The girls of Salem seem to be afflicted with an illness of some kind. Just the other day Mr. Putnam directed the town’s attention to witchcraft. Witchcraft! This is the first I have ever heard of witchcraft and I don’t know how I feel towards it. Soon, the whole village will follow Mr. Putnam in saying that witchcraft is involved somehow; I am sure of it.

I must confide to something else. I feel rather guilty, but I cannot have this resting on my conscience any longer. Abigail Williams and I were alone while Reverend Parris and Giles Corey were arguing nearby.  She began flirting with me! I tried to change the subject and asked her what the stories of witchcraft were about. She told me that the girls were dancing in the woods and her uncle scared them, causing Betty to become unstable. I could taste the trouble on Abigail’s lips as she told the story and warned her to be careful.  I tried to leave, I swear I did, but she stopped me. She begged me for my attention, the kind I have given her in the past. This is not true; I am through with that. She then blamed Elizabeth for blackening her name.  I dismissed these false accusations and tried to silence Abigail. I tried to defend Elizabeth as much as I could. We went back inside to determine the reasons for Betty’s agony. Rebecca and I kept looking for reasonable causes, but Mr. Putnam continued to point to witchcraft.
John Proctor 

Pre-text

I am overwhelmed with guilt.
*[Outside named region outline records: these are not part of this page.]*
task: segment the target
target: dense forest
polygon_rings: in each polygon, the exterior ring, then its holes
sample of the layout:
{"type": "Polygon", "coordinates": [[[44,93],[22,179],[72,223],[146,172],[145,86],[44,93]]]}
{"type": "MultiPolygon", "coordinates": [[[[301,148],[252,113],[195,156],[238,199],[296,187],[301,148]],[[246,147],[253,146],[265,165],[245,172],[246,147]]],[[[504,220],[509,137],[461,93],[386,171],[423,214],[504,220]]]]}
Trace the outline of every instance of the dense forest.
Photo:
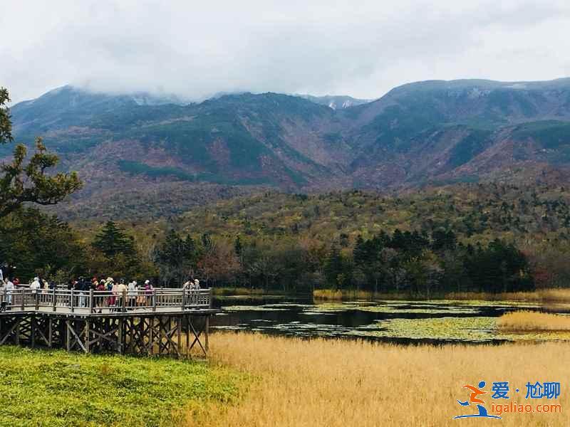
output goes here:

I so badly wish to live an honest life, not one filled with adultery, pain, and heartbreak. My only hope is for Elizabeth to never find out about Abigail. Elizabeth has been nothing but a loyal, appreciative, wife for all these years. I cannot afford to lose her now. I know I do not deserve a wife as excellent as Elizabeth; she deserves a man who would never think of committing adultery while she was sick. I must keep this secret concealed.  
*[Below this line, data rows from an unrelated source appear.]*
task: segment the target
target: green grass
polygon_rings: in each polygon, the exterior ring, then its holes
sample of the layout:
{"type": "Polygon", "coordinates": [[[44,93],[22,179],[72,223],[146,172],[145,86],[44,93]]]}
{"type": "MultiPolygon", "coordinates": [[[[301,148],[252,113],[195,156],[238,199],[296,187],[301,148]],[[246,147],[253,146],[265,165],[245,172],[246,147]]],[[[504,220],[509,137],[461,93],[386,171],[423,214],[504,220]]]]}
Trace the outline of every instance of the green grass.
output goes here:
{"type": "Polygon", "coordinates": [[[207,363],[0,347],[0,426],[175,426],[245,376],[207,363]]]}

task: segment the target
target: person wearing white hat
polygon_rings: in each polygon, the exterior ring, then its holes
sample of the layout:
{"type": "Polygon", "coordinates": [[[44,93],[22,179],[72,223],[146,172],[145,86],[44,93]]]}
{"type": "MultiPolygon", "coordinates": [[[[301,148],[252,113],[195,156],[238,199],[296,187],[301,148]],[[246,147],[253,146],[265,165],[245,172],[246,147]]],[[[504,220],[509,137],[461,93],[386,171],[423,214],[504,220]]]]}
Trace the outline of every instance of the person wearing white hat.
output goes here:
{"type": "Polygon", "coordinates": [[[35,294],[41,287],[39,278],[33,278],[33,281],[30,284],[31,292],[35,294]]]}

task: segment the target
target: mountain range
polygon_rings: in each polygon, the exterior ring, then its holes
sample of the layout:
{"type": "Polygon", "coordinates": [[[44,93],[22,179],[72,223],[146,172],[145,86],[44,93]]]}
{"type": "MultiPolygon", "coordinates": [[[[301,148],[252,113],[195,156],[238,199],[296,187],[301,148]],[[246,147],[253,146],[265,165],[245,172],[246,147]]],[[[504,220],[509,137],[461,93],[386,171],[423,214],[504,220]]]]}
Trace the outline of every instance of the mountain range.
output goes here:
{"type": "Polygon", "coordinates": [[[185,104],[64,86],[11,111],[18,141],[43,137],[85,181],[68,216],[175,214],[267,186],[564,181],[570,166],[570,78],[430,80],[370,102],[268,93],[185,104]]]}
I recognize that I cannot trust Abigail. She is just a child and who knows how far she will go to be with me. If she makes our affair public, my reputation as a conscientious Puritan will be finished. I wish to be well respected in my community, not pitied and ridiculed by my fellow acquaintances.
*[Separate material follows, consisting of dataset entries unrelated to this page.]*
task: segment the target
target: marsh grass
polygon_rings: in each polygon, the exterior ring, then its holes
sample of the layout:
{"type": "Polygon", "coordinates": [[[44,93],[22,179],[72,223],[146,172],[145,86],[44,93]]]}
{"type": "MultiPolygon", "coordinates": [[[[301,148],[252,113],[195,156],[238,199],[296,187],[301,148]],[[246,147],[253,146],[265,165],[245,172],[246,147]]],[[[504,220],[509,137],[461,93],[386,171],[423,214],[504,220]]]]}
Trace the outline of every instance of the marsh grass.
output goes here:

 I know Abigail does not appreciate Elizabeth the way I do. She is jealous of her. She has every right to be, after all, I told Abigail shortly after our affair that it was a mistake. I proclaimed to her that I had a devoted wife and that my behavior was out character. I made it clear that it could never happen again. Abigail is so headstrong and stubborn; I cannot imagine what she would do if the thought entered her mind to try and hurt Elizabeth. The guilt is eating away at me. I just wish to feel carefree again, free from the chambers of sin that I have been locked in by.